まだ1か月近く残っていますが、世界史的には、今年はロシアがウクライナを侵攻した年として記録、そして記憶されることになるだろうと思います。このブログの多くは、子どもに関わること、障害児・者に関わることを中心に綴っていますが、子どもの養育、障害児・者への支援は、平和が保たれていない社会では、その基盤が大きく損なわれることになるゆえ、平和・戦争について省みないわけにはいきません。

ロックグループのスピッツが、数年おきに行うファンクラブ限定ライブに、今回も参加できたのですが、毎回、ファンクラブ会員がライブで聴きたい曲を3曲、リクエスト(投票)でき、どの会場でも上位3位までは演奏してくれます。ところが、今年11月に行われたこのライブ(前5本)では、新曲の「大好物」がどの会場でも1位だったのは、頷けるのですが、前回までではあまり上位に上がっていなかったように思われる「夜を駆ける」(もちろん、YOASOBIの「夜に駆ける」とは全く関係ありません)が、ほとんどの会場で2位または3位だったのは、ちょっと意外でした。しかし、「夜を駆ける」が1曲目として収録されている『三日月ロック』は、作詞作曲を手掛ける草野政宗が、2001年に起こったニューヨークでのテロに触発されて作ったと明言しており、その発売日がテロのあったちょうど1年後の2002年9月11日であったということもそのことを物語っています。

特に、この1曲目の「夜を駆ける」は、僕が「嘘で塗り固めた部屋を抜け出して」「夜空」を「見上げ」、おそらく中東のアフガニスタンかイラクかを思わせる道路・「誰もいない市街地」で、「君と遊ぶ」というのです。そして、「夜を駆けていく 今は撃たないで 滅びの定め破って 駆けていく」というのは、西側諸国のいう正義の戦いに対する異を唱える歌だとずっと感じてきていました。それゆえに短調で哀愁のあるメロデイーは、必ずしも誰もが好きな曲とは言えないと思っていたので、今回の投票結果が、ロシアによる侵略がクローズアップされたゆえにファンが今、聴きたい曲として選んだのではないかと思えました。(私にとっては、数あるスピッツの曲でも特別な曲で、この曲を聴くたび泣けてしまうものです。)
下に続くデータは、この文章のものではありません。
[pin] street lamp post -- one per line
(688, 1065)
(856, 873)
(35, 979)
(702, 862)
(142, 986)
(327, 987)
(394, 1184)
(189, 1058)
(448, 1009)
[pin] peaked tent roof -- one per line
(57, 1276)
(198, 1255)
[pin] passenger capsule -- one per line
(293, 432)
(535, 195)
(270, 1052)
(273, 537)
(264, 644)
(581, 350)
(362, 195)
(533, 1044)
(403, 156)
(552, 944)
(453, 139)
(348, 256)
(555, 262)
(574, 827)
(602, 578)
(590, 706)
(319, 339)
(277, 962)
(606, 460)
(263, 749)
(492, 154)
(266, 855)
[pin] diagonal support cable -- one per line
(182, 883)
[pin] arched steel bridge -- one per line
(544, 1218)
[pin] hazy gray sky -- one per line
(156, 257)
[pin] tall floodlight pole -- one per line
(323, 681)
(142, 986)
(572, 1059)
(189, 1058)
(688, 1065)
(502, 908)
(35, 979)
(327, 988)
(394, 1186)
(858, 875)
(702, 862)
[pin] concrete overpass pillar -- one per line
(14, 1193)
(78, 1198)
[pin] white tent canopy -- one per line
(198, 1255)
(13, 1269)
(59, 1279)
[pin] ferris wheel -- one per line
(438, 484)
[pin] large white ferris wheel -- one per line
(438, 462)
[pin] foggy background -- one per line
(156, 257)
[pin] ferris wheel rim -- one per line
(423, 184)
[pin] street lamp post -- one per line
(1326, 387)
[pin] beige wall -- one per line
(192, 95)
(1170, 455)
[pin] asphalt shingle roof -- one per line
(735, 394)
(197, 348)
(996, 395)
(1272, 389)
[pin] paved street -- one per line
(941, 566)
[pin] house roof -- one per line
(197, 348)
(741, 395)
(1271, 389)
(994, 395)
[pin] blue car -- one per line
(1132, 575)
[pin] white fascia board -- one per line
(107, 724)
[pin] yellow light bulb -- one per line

スピッツ・草野が書く詞は、一つ一つの言葉は難しい言葉はほとんどないのに、その言葉の組み合わせで、なんともシュールな世界に誘われ、隠喩・暗喩の多い歌詞になっているので、この私の解釈も一つの見立てにすぎません。ただ、9・11テロだけが、際立ったテロと捉えるのは一面的で、そのテロが起こるまでアジアやアフリカ諸国で先進国と言われる国々によるテロや殺戮がどれほど行われた来たかを私たちはもっと知らないといけないのだと思います。それは、さまざまな事情で外国から日本に来て住む・仕事をする人々、とりわけ難民の人々の生きてきた背景を知っていくことにも繋がります。まだまだ、私たちは世界を知らなすぎると思い直します。